[Nml-wg] Multiple namespaces
Jason Zurawski
zurawski at internet2.edu
Tue Aug 23 08:01:06 CDT 2011
Hi Freek;
Answers inline:
On 8/23/11 5:36 AM, thus spake Freek Dijkstra:
> Jason Zurawski wrote:
>
>>> Last week's mail conversation drifted from XML syntax for NML relations
>>> to the use of namespaces in NML messages.
>>>
>>> An important difference in view was identified.
>>> Jason assumed that a single NML messages would only contain one namespace.
>>
>> I never said nor implied this in any way
>
> Sorry if you feel I jumped to conclusions. You indeed only wrote:
>
>> to my knowledge a parser can only verify against a
>> single schema at any given time.
>
> Perhaps we still need to take a few steps back.
>
> Do you think that a NML messages may contain multiple namespaces?
>
> Do you agree with the following requirement I wrote earlier:
> 1. Be extensible
> 2. It should be possible to create a specific validator for each
> relation type.
> 3. Parsers should be able to recognise an unknown relation type as a
> relation subclass (rather then simply an unknown element)
>
>
> If you have time to phone today, that would be great.
You are conflating several concepts, and using them interchangeably. I
believe this is what is bringing in confusion. To be clear, I am going
to ask once again that you please (*please*) attempt to read some of the
prior art from NMC/perfSONAR. The reason I keep bringing this up is two
fold:
a) the examples are short, and easy to understand. Instead of going
around and around on email we could make up a lot of ground starting
from known examples.
b) it is working in practice today, and mimics the needs of NML in the
extensibility space
Consider this "schema file":
https://svn.internet2.edu/svn/perfSONAR-PS/trunk/perfSONAR_PS-SNMPMA/etc/schema/SetupDataRequest-utilization.rnc
It represents the construction of one type of message (e.g. the
"SetupDataRequest" message, specifically for utilization data). Note
some interesting things about it:
- It represents a single 'schema', e.g. it is one file that contains
the definitions to verify one specific message type only.
- It incorporates several other 'schema' definitions through the
methods of inclusion (e.g. 'include xxx { ... }' )

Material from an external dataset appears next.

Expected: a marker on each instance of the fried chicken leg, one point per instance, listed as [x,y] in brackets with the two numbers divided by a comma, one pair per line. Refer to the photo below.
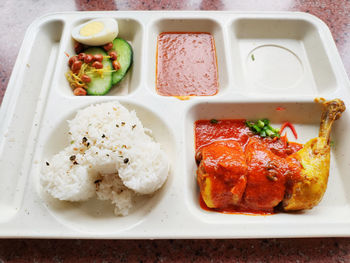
[314,158]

- It features *several* namespaces, and elements in this same 'schema'
file (or the other files) may use these namespaces
- Example instances that can be verified against this schema can be
found here:
https://svn.internet2.edu/svn/perfSONAR-PS/trunk/perfSONAR_PS-SNMPMA/etc/requests/SetupDataRequest-utilization-1.xml
https://svn.internet2.edu/svn/perfSONAR-PS/trunk/perfSONAR_PS-SNMPMA/etc/requests/SetupDataRequest-utilization-2.xml
https://svn.internet2.edu/svn/perfSONAR-PS/trunk/perfSONAR_PS-SNMPMA/etc/requests/SetupDataRequest-utilization-3.xml
https://svn.internet2.edu/svn/perfSONAR-PS/trunk/perfSONAR_PS-SNMPMA/etc/requests/SetupDataRequest-utilization-4.xml
https://svn.internet2.edu/svn/perfSONAR-PS/trunk/perfSONAR_PS-SNMPMA/etc/requests/SetupDataRequest-utilization-5.xml
To address your concerns above: a parser, and when I say parser I am
imagining something like libxml, is allowed to verify an instance
against one "schema file" at at time. This schema file may feature
'includes', thus expanding the available definition space, but there are
not options (at least in my experience) that allow the programmer to
give the parser some set of files and let the parser know that *"any"*
of the possible files may contain the correct definition. In my opinion
this would really defeat the purpose of syntactic checking if there were
multiple options given.
If we are going to play the 'cut and paste' game using prior statements,
here is the entire context of what I said regarding this topic, so that
you can see that this is what I said before as well:
> On 8/16/11 4:54 PM, thus spake Jason Zurawski:
> [snip]
>>> to my knowledge a parser can only verify against a
>>> single schema at any given time.
>> To my knowledge it is possible for a parser to validate against multiple
>> schema at the same time.
> In my experience (libxml, some older Java libraries) a single schema is
> loaded into the parser. It is possible to reference schema from each
> other, e.g. in relax:
>
>> include "something.rnc" {
>> # include things ...
>> }
> Trying to validate the same instance against different schemata
> simultaneously does not seem like a very fruitful exercise for a parser,
> unless there are multiple parsing passes being applied. If the latter
> is true, I would argue that more time is being spent in syntax checking
> than in the real guts of semantic evaluation.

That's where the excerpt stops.